Początki tej piosenki są mroczne, a jej tekst graniczy z nonsensem. W ciągu swojego życia ożywiała pijaków w salach tanecznych, dodawała zapału kampaniom prezydenckim i inspirowała wojskowy zapał partyzanckimi tekstami. Niektórzy brzydzą się nią, widząc w niej hołd dla niewolnictwa. Ale bez względu na to, jak na to patrzysz, „Dixie” pozostaje kwintesencją amerykańskiej melodii i głęboko zakorzenioną i wpływową częścią ery wojny secesyjnej.
Daniel Decatur Emmett, człowiek najczęściej kojarzony z tą piosenką, urodził się w Mount Vernon w stanie Ohio 29 października 1815 roku. Choć inni również rościli sobie prawo do jej napisania, bez wątpienia Emmett przynajmniej spopularyzował odę do amerykańskiego Południa.
Jego ojciec, Abraham, pochodzący ze Staunton w stanie Va, przybył do Mount Vernon w 1812 roku i został wiejskim kowalem. „Wujek Dan”, jak później nazywano przyszłego kompozytora, pracował w warsztacie, kiedy nie był w szkole, i imponował sąsiadom wrodzonym talentem muzycznym.
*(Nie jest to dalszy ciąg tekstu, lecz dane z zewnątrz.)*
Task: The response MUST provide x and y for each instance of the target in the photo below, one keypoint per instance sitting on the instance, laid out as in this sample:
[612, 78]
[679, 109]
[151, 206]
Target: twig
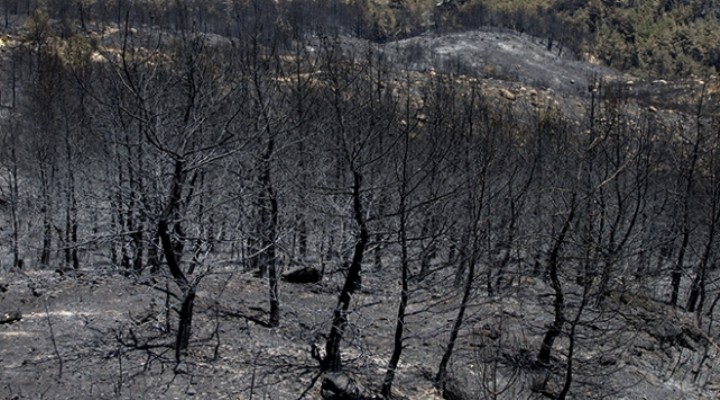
[52, 337]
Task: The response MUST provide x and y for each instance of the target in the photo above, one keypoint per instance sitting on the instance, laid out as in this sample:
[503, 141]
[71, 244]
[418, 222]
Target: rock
[10, 317]
[339, 386]
[507, 94]
[303, 275]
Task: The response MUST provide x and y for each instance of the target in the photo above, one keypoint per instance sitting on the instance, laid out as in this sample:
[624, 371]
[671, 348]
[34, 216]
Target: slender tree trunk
[559, 303]
[404, 276]
[333, 361]
[441, 376]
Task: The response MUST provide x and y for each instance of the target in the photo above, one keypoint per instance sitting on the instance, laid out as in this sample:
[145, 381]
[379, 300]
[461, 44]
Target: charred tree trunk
[441, 376]
[333, 361]
[172, 256]
[559, 303]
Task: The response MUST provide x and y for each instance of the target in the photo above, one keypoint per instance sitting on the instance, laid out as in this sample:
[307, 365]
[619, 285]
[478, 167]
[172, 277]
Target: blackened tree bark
[332, 360]
[553, 266]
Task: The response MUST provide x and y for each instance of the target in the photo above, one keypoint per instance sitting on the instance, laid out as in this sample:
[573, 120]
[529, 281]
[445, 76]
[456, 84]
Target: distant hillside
[648, 37]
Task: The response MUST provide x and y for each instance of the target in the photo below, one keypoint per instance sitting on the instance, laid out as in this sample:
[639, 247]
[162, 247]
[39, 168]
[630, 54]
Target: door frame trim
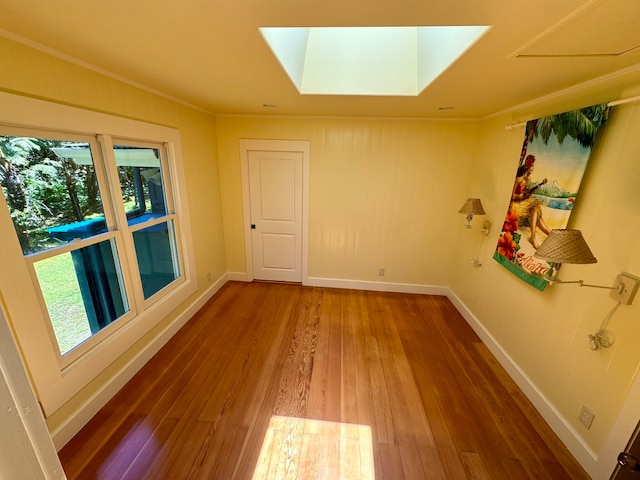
[302, 146]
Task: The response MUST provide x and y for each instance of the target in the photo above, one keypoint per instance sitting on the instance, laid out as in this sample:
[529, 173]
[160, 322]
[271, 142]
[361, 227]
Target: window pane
[51, 190]
[141, 182]
[83, 292]
[157, 260]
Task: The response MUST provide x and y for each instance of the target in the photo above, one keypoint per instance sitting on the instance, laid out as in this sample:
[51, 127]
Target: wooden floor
[275, 381]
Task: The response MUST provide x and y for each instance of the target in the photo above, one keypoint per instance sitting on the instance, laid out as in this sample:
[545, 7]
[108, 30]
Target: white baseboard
[92, 405]
[375, 286]
[567, 434]
[238, 277]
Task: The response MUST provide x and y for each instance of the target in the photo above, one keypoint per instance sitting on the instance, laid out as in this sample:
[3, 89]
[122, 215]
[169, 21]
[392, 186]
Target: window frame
[57, 379]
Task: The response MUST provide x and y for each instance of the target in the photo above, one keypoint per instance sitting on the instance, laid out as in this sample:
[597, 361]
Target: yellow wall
[382, 193]
[545, 333]
[28, 72]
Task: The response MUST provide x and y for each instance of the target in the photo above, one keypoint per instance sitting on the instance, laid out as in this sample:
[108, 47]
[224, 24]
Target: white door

Przed ukończeniem 15 roku życia nauczył się grać na skrzypcach, a kiedy objazdowa trupa teatralna odwiedziła Mount Vernon i potrzebowała skrzypka, kierownik został skierowany do kuźni Emmettów, gdzie, jak Daniel później to ujął, powiedziano mu, że jest „chłopiec, który potrafi grać bardzo dobrze.”
Zarządca zaoferował Emmettowi występ na jedną noc i zapewnił go, że „wszystko, co potrafisz zagrać, będzie w porządku. W rzeczywistości wszystko, co chcę, abyś zrobił, to wypełnił próżnię.” Ale to, co miało być zapewnieniem, początkowo potknęło młodzieńczego muzyka. Emmett wspominał później: „Vacuum było nowym słowem, które nigdy nie weszło do obiegu w naszym kraju i nie wiedzieliśmy, co ono oznacza. Przypuszczałem, że chce, abym poszedł do pracy i zasypał dziurę taczką lub czymś podobnym”. Mimo tego nieporozumienia, Emmett przyjął pracę.
2 maja 1834 roku Emmett zapisał się na trzy lata do armii amerykańskiej i został przydzielony do Newport Barracks w Kentucky. Jego talentom muzycznym poświęcono wkrótce całą uwagę. „Nieustannie ćwiczyłem grę na bębnie” – wspominał później. 3 marca 1835 roku wstąpił do 6. Pułku Piechoty USA i stacjonował w Jefferson Barracks, niedaleko St. Kiedy jednak odkryto, że był niepełnoletni, został zwolniony 8 lipca 1835 roku. Po krótkiej karierze w wojsku Emmett miał dwie prace w Cincinnati, zimą pracował jako drukarz, a latem podróżował z cyrkiem. W 1837 roku dołączył do cyrku Sama Stickney’a, uważanego wówczas za jeden z najlepszych w kraju. To właśnie w tym czasie nauczył się grać na banjo. Przez 22 lata Emmett występował z cyrkiem, ale wiosną 1859 roku został zatrudniony przez Bryant’s Minstrels, grających wówczas na Broadwayu w Nowym Jorku.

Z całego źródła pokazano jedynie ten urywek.